The reason for this was the production ramp-up of the A320 family of short- and medium-haul aircraft with new and more efficient engines, which had caused Airbus headaches for a long time. In addition, the larger A350 have best chances to reach the breakeven this year. New CEO Guillaume Faury reiterated the goal of increasing adjusted EBIT by around 15 percent to 6.7 billion euros.

But Faury voiced quiet doubts over the plan to deliver 880 to 890 civilian airliners this year. As far as this objective is concerned, the second half of the year is a “challenge”. A bottleneck is the expanded Hamburg plant, which has problems with the improved cabins for the sought after A321neo. After a recent A321 version for longer distances (XLR) last sold well, Airbus is testing ways to produce more A321, it said.

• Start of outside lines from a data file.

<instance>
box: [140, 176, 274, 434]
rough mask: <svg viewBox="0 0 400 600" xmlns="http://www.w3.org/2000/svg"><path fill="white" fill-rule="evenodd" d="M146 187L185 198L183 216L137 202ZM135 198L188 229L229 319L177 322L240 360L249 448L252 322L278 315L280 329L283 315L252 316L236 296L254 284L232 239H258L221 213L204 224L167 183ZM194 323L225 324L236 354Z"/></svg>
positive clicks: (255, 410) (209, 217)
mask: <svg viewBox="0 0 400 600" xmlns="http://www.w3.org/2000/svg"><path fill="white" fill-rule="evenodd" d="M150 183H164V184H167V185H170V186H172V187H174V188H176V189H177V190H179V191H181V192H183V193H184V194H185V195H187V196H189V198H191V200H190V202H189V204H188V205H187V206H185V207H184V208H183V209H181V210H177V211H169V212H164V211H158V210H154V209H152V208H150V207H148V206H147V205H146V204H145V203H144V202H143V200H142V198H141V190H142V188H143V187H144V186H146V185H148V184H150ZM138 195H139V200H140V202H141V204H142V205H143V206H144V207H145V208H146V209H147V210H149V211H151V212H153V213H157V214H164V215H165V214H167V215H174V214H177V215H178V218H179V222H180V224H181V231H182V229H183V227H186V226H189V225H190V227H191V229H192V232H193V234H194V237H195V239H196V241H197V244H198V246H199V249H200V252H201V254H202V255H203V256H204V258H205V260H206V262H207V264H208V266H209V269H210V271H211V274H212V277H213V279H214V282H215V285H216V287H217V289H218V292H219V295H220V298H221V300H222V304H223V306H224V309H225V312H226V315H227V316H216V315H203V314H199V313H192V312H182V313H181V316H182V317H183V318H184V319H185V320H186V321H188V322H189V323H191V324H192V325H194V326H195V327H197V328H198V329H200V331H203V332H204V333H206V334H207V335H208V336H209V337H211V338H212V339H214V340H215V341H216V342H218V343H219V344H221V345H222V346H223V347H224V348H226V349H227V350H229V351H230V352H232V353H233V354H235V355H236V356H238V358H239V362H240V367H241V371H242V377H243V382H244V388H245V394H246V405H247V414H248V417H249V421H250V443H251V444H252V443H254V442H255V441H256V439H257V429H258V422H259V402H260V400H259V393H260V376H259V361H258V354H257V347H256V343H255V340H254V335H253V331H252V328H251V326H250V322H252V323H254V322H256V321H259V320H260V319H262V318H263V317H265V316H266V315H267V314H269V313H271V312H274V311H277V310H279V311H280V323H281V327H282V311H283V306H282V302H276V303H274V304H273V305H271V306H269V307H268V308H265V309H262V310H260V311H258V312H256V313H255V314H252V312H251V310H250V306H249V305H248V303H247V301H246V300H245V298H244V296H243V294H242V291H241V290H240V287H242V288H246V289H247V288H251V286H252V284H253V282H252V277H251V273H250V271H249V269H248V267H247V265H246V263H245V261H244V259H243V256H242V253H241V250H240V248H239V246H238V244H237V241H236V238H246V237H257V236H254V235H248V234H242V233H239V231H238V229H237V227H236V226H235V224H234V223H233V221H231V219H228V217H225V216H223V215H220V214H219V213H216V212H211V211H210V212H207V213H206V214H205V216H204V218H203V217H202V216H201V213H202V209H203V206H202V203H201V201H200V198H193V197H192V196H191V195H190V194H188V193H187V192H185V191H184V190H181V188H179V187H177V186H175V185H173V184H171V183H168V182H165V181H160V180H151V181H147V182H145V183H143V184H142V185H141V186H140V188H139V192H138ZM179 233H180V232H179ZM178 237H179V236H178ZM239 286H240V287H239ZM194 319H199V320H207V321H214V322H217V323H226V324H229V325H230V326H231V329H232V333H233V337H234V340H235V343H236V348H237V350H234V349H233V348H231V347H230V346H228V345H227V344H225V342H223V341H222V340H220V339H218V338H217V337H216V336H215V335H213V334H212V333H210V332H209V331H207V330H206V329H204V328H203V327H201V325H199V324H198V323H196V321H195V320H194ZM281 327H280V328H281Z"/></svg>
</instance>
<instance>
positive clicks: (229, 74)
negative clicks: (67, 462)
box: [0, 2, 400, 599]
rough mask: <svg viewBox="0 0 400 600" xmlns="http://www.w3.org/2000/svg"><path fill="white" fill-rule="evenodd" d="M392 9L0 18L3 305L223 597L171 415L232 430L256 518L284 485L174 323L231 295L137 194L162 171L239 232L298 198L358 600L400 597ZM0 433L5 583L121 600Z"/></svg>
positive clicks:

Faury sees opportunities for expansion of production due to the discontinuation of the Airbus A380 widebody. “We could use freed-up A380 capacity,” he said. He could probably say more in the second half of the year. This could also benefit the Airbus plant in Hamburg, where the final assembly of the A380 is currently taking place. Possible is the extension of the A321 in late 2021 or 2022, said Faury.

If Airbus achieves its goal, the Toulouse-based group would probably replace Boeing as the largest aircraft manufacturer this year. The Americans are fighting with the temporary closure of the Boeing 737 Max after two crashes with hundreds of deaths.

For the first six months, Airbus delivered 389 units, 86 more than a year ago. The new orders run but sluggish in the whole industry. Due to numerous cancellations, Airbus’ backlog increased by only 88 (2018: 206) aircraft in the first half of the year. The net profit also doubled from January to June, to 1.2 billion euros. Sales increased by almost a quarter to 30.9 billion euros.

However, Airbus could be particularly disturbed by the trade dispute: If the US raises tariffs on EU planes and helicopters as threatened, this could hinder exports to the US “and adversely affect the financial and earnings position of Airbus,” the company warned. “Airbus continues to support a negotiated result.”